Microsoft Excel 2013 – Microsoft Office Excel has been such an integral part of not only businesses but also institutions and individuals. The simple yet rigid interface is equipped with rows of data which are used for purposes such as tracking the sales trends and handling various data related to business financial activities.
But do you know that the Excel that we know is capable of so much more than crunching numbers?
What are the main differences between Microsoft Excel 2013 and 2016?
The latest Microsoft Office 2016 was released in September 2015, if you were a subscriber of Office 365 you would have gotten the access early – and as a subscriber who has also joined the Microsoft Office Insider Program, I can honestly, and unbiasedly comment on how incredible the latest version is.
Not only am I able to easily set up and personalize a PivotTable, but I can also attach numerous hyperlinks to my cloud-based files just as easily.
However, as to clear the confusion, there is a significant difference between Office 2016 and the Office 365 version of Excel. The difference principally lies in the fact that the Office 2016 version is not equipped with a feature to support collaboration.
The Office 365 version comes with OneDrive storage that you and your co-authors or colleagues can use to store and share data related to the projects – making it possible for you and your colleagues to work together in real time using multiple devices. Although you cannot do so with the Office 2016 version, you can still take your project on-the-go to edit, review and share on any supported devices.
Now that we have talked about the 2016 version, what about its predecessor? At a glance, Excel 2013 did not stray far from the latest 2016 version, but in terms of highlights and features, the differences can easily be noticed. See the following to learn more.
What are the highlights and features of Microsoft Excel 2013?
Microsoft Excel 2013 comes with quite radical changes in terms of its interface. As soon as you open the Excel 2013 program, you can see the wide range of template selections on budgets, reports, calendar, and many more.
Not only that, but the interface also features a button which belongs to the Recommended Charts for you to choose from. The charts above are equipped with a simpler and easy to navigate Chart Tools and Formats.
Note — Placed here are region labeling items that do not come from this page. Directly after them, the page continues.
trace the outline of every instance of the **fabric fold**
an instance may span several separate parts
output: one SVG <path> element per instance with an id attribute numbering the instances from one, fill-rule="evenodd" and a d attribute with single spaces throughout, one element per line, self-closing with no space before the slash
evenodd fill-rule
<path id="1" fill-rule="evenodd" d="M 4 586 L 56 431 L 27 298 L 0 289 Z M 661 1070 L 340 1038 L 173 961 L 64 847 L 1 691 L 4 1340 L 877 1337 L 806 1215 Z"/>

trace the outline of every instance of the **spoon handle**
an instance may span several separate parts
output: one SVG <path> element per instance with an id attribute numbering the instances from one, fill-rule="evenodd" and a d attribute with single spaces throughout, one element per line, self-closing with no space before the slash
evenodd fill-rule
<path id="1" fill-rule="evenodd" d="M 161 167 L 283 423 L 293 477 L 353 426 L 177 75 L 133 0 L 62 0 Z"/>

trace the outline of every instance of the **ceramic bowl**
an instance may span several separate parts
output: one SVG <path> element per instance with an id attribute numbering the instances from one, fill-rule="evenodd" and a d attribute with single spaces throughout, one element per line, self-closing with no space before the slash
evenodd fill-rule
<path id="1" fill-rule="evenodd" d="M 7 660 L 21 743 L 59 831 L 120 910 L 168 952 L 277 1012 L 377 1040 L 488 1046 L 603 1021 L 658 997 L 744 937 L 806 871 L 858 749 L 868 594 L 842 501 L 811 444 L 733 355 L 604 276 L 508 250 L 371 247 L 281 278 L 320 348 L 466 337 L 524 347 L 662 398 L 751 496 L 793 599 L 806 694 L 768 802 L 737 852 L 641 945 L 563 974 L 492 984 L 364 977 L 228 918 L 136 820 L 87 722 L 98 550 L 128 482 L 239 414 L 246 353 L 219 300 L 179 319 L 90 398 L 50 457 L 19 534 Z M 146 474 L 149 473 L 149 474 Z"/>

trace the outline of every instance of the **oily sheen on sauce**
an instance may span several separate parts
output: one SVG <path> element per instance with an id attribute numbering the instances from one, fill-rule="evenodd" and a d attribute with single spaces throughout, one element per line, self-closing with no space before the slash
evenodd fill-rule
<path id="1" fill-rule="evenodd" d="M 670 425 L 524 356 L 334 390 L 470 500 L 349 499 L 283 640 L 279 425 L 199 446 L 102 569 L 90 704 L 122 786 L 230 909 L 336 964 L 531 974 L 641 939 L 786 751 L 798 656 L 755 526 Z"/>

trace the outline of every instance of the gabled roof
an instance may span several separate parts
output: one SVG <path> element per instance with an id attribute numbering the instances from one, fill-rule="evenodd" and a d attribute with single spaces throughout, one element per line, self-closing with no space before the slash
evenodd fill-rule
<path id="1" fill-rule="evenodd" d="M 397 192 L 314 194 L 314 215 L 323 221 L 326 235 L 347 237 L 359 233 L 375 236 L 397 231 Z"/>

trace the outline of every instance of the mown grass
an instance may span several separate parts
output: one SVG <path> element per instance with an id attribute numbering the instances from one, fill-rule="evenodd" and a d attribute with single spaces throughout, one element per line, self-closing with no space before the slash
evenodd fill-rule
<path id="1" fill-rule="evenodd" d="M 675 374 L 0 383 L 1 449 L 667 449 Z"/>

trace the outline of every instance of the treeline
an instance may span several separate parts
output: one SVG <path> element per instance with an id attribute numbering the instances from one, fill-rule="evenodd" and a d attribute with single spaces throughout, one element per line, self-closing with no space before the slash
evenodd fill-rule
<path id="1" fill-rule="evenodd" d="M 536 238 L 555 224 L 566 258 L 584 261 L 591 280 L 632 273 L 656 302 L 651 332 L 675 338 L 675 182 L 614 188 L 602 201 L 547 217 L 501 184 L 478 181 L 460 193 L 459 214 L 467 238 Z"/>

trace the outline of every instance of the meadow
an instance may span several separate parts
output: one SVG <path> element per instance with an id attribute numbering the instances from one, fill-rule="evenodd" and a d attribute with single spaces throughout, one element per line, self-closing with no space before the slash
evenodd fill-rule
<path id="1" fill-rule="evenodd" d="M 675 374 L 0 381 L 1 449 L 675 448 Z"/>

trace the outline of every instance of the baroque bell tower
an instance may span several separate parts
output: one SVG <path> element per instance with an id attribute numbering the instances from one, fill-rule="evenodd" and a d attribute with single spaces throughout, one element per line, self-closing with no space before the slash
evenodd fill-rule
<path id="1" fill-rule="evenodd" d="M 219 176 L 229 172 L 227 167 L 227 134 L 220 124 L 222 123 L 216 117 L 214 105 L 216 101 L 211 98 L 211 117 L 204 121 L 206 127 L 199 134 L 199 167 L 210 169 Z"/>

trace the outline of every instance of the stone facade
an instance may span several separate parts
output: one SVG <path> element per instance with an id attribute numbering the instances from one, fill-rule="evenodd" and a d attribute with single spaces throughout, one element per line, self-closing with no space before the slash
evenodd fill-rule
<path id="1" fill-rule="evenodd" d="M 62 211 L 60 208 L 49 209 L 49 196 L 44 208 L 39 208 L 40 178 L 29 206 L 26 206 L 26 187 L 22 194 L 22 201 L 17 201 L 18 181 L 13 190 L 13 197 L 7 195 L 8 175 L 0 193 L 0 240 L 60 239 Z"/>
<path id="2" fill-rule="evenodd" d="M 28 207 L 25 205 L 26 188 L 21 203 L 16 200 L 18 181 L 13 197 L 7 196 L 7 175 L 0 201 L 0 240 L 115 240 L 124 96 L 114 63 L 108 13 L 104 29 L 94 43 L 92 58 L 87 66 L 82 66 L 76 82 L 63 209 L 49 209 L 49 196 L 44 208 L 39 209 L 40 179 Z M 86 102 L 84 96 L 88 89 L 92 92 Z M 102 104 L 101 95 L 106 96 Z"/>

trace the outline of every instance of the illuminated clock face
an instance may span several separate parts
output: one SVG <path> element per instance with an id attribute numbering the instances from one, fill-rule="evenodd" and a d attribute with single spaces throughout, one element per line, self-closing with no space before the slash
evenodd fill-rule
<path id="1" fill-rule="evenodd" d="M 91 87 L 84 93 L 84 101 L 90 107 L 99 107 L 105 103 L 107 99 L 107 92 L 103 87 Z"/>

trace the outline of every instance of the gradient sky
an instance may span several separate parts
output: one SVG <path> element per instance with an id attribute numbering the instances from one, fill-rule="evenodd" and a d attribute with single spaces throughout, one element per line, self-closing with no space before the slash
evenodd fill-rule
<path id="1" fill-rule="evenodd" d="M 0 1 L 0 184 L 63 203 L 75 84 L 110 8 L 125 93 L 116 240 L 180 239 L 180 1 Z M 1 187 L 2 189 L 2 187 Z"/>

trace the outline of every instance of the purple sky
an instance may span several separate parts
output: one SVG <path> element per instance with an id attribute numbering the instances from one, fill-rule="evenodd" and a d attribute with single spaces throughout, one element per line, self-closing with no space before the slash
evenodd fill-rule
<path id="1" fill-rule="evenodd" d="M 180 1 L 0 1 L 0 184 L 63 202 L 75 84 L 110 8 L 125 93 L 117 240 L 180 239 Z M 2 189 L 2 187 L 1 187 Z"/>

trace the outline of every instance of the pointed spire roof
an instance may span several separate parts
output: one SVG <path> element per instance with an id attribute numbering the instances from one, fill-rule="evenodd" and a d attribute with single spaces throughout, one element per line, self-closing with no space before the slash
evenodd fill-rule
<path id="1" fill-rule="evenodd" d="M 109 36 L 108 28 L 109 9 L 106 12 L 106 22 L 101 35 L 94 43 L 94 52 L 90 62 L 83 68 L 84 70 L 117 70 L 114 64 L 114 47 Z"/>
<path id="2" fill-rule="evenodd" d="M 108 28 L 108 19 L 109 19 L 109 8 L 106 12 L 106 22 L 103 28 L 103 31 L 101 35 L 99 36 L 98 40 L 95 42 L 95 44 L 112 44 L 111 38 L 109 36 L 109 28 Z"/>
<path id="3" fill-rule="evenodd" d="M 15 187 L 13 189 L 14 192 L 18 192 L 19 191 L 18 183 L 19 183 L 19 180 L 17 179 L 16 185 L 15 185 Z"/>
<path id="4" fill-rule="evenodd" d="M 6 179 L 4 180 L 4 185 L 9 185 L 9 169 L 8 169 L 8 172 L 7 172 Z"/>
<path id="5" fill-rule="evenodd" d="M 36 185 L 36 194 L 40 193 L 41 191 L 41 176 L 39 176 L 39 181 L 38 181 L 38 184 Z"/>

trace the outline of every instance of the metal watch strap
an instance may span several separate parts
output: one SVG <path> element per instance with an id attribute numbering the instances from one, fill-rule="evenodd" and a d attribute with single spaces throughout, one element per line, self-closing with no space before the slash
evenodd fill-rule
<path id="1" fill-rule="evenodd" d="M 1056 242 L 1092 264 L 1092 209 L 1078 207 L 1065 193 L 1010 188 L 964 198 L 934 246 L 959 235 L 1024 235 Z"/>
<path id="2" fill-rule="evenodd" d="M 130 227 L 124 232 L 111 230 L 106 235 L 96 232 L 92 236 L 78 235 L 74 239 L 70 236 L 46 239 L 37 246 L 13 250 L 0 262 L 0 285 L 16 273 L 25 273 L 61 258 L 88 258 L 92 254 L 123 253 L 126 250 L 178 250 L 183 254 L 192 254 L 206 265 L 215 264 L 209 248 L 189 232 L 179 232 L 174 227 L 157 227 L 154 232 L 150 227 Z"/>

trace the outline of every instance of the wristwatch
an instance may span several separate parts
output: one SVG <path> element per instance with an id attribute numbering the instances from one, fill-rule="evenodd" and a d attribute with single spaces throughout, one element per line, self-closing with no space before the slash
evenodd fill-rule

In terms of data analysis, the 2013 version of Excel introduces the new open XML spreadsheet and functions in categories such as the date and time, statistics, math and trigonometry, logic, lookup and reference, text, and many more. But as a seasoned Excel user, the features which stand out the most to me is the new Quick Analysis tool as well as the Excel Data Model.
The Quick Analysis is a valuable tool to effortlessly convert available data into a table or a chart, while the new data model makes it possible for us to tap into the available analysis features which were only available by installing an additional PowerPivot add-in.